Bantuan Kepolisian ini tidak dilakukan secara sembarangan, melainkan berdasarkan permintaan resmi dari POLRI kepada Presiden, yang kemudian memerintahkan TNI. Contoh paling umum dari Bantuan Kepolisian adalah dalam pengamanan event berskala nasional atau internasional yang berpotensi memiliki kerawanan tinggi. Misalnya, selama penyelenggaraan Pemilihan Umum (Pemilu) pada Februari 2024, personel TNI dari tiga matra (AD, AL, AU) dikerahkan ke seluruh provinsi untuk mengamankan distribusi logistik pemilu dan menjaga Tempat Pemungutan Suara (TPS), guna menjamin kelancaran dan ketertiban proses demokrasi. Keterlibatan ini bertujuan untuk memberikan efek deterrence dan menjamin bahwa tahapan pemilu berjalan aman dan damai.
Selain pengamanan event politik, Bantuan Kepolisian oleh TNI juga seringkali dibutuhkan dalam operasi penanggulangan terorisme, terutama yang melibatkan pengejaran di wilayah geografis sulit seperti hutan, gunung, atau perairan. Dalam operasi terpadu Tinombala (yang melibatkan TNI dan POLRI) untuk memburu kelompok teroris di wilayah Poso, Sulawesi Tengah, peran TNI Angkatan Darat sangat krusial dalam melakukan operasi teritorial dan intelijen, memberikan back-up kekuatan bersenjata yang diperlukan. Komando Operasi Gabungan (Kogasgab) dalam operasi tersebut selalu memastikan bahwa prosedur operasional standar (SOP) antara kedua institusi berjalan sinkron untuk menghindari miskomunikasi di lapangan.

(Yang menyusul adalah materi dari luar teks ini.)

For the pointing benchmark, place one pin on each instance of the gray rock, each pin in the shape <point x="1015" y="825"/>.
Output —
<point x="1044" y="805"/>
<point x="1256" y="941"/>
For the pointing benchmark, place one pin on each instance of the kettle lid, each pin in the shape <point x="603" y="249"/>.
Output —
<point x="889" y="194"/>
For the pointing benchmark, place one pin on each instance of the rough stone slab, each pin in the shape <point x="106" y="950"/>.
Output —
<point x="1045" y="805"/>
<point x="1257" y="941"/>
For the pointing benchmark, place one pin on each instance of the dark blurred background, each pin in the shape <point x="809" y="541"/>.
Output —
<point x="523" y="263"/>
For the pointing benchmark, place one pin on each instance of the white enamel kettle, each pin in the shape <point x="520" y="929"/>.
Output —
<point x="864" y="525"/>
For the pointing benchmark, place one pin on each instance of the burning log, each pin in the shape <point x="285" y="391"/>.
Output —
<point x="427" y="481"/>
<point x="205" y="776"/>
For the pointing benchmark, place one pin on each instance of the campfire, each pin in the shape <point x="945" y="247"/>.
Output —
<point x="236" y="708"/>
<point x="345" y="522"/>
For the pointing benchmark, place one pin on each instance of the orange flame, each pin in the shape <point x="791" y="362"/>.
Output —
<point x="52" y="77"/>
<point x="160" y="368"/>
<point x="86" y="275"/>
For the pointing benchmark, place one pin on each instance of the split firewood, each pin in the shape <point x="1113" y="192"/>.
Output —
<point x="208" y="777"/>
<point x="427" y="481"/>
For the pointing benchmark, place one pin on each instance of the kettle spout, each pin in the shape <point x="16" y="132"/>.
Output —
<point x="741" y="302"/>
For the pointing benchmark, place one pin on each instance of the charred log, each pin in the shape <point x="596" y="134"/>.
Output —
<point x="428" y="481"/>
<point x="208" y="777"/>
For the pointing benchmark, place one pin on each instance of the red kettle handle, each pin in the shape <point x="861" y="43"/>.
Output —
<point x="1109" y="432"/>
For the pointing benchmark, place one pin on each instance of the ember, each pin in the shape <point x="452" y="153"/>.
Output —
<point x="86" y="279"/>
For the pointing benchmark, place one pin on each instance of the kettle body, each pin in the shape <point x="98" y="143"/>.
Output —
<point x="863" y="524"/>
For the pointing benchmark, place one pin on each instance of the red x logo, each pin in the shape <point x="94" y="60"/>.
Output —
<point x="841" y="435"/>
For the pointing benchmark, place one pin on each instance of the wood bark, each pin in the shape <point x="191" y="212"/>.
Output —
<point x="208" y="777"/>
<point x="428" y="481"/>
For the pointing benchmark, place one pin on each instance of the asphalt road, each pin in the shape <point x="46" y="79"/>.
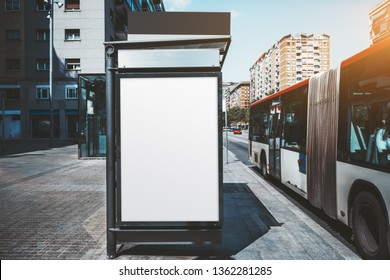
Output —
<point x="238" y="144"/>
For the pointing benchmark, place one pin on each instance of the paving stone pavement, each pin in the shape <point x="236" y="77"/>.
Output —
<point x="52" y="206"/>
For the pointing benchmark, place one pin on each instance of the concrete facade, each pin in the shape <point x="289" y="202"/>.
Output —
<point x="379" y="22"/>
<point x="80" y="28"/>
<point x="292" y="59"/>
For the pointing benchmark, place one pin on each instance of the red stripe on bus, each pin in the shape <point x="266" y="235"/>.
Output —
<point x="374" y="48"/>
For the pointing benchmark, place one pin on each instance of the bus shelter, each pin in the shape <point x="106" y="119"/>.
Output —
<point x="164" y="136"/>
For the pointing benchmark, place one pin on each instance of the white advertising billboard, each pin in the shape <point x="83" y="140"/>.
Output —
<point x="169" y="156"/>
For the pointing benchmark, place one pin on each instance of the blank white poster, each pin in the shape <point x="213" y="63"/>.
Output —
<point x="169" y="149"/>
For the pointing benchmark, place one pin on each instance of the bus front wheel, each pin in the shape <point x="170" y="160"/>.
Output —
<point x="369" y="226"/>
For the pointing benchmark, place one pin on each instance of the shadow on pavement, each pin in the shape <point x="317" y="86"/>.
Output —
<point x="245" y="220"/>
<point x="12" y="147"/>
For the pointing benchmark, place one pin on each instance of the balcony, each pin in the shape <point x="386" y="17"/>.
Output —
<point x="121" y="31"/>
<point x="121" y="8"/>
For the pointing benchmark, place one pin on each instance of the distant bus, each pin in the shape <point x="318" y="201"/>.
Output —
<point x="327" y="138"/>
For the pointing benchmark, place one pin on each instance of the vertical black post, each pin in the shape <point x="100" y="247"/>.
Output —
<point x="110" y="153"/>
<point x="3" y="126"/>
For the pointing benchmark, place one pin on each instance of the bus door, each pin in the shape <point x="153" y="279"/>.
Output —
<point x="275" y="140"/>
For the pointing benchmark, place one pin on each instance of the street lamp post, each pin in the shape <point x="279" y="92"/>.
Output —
<point x="51" y="28"/>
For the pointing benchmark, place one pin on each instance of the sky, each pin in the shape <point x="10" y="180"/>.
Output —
<point x="258" y="24"/>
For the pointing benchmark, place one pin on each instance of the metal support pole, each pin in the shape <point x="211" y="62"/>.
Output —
<point x="51" y="72"/>
<point x="3" y="127"/>
<point x="110" y="153"/>
<point x="226" y="134"/>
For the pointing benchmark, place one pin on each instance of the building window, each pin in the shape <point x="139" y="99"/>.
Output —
<point x="43" y="35"/>
<point x="72" y="5"/>
<point x="71" y="92"/>
<point x="42" y="7"/>
<point x="43" y="64"/>
<point x="13" y="64"/>
<point x="42" y="92"/>
<point x="72" y="64"/>
<point x="12" y="35"/>
<point x="12" y="93"/>
<point x="12" y="5"/>
<point x="72" y="34"/>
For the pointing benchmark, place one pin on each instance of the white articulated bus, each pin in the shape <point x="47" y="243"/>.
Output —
<point x="328" y="139"/>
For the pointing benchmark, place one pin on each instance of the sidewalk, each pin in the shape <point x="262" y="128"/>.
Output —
<point x="52" y="206"/>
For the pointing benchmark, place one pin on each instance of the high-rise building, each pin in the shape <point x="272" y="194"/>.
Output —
<point x="292" y="59"/>
<point x="79" y="29"/>
<point x="239" y="96"/>
<point x="379" y="22"/>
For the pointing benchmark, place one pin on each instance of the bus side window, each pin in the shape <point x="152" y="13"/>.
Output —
<point x="358" y="140"/>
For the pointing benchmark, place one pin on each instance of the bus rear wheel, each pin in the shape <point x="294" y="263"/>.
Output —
<point x="263" y="166"/>
<point x="369" y="226"/>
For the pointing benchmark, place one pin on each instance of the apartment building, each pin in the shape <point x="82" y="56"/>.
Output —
<point x="379" y="18"/>
<point x="292" y="59"/>
<point x="79" y="29"/>
<point x="239" y="96"/>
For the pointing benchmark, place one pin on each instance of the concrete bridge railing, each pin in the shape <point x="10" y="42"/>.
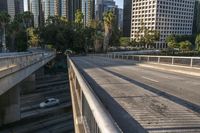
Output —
<point x="14" y="67"/>
<point x="171" y="60"/>
<point x="90" y="116"/>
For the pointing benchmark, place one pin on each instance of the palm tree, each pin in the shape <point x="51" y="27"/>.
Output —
<point x="109" y="19"/>
<point x="14" y="27"/>
<point x="4" y="20"/>
<point x="27" y="18"/>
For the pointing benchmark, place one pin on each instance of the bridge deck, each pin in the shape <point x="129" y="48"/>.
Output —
<point x="141" y="98"/>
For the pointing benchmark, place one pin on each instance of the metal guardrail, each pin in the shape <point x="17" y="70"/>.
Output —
<point x="10" y="63"/>
<point x="171" y="60"/>
<point x="90" y="116"/>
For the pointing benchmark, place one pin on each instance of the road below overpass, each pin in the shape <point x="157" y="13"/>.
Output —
<point x="144" y="99"/>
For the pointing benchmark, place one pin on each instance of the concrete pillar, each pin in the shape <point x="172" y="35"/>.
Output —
<point x="28" y="85"/>
<point x="10" y="106"/>
<point x="40" y="72"/>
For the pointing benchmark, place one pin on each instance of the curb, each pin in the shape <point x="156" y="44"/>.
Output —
<point x="170" y="70"/>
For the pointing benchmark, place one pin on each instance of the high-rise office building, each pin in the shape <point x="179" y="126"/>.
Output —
<point x="196" y="22"/>
<point x="88" y="10"/>
<point x="51" y="8"/>
<point x="166" y="16"/>
<point x="120" y="19"/>
<point x="35" y="9"/>
<point x="19" y="6"/>
<point x="99" y="9"/>
<point x="13" y="7"/>
<point x="127" y="18"/>
<point x="64" y="8"/>
<point x="74" y="5"/>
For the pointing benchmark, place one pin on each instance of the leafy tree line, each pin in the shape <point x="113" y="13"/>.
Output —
<point x="76" y="36"/>
<point x="15" y="32"/>
<point x="19" y="34"/>
<point x="183" y="42"/>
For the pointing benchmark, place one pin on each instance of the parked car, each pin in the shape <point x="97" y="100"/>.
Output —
<point x="49" y="102"/>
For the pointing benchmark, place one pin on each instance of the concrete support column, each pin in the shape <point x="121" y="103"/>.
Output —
<point x="40" y="72"/>
<point x="10" y="106"/>
<point x="28" y="85"/>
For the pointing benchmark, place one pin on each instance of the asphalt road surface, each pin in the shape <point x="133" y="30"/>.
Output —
<point x="143" y="99"/>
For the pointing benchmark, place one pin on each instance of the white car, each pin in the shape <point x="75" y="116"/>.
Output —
<point x="49" y="102"/>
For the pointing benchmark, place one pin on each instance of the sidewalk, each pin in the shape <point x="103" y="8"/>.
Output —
<point x="193" y="71"/>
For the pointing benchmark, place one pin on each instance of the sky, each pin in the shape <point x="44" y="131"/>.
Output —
<point x="119" y="3"/>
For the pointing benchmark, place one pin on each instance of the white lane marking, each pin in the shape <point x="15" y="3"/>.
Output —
<point x="150" y="79"/>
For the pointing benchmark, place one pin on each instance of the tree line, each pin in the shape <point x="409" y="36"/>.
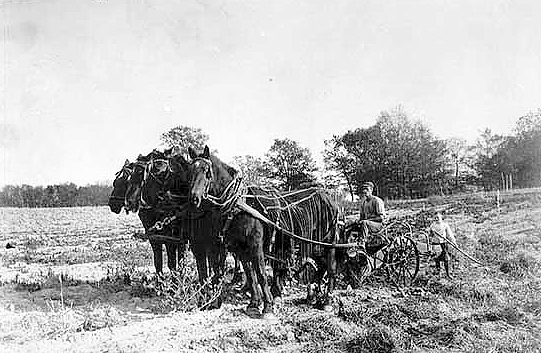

Dalam konteks penanggulangan bencana alam yang memerlukan mobilisasi logistik besar-besaran, TNI juga secara otomatis memberikan Bantuan Kepolisian dalam hal pengamanan aset dan jalur distribusi. Misalnya, saat terjadi gempa bumi di Cianjur pada November 2022, ratusan personel TNI dikerahkan untuk membantu POLRI mengamankan lokasi pengungsian dan posko bantuan dari potensi penjarahan. Dengan demikian, kehadiran TNI bukan hanya memperkuat keamanan, tetapi juga memberikan jaminan stabilitas sosial dan hukum di masa-masa kritis.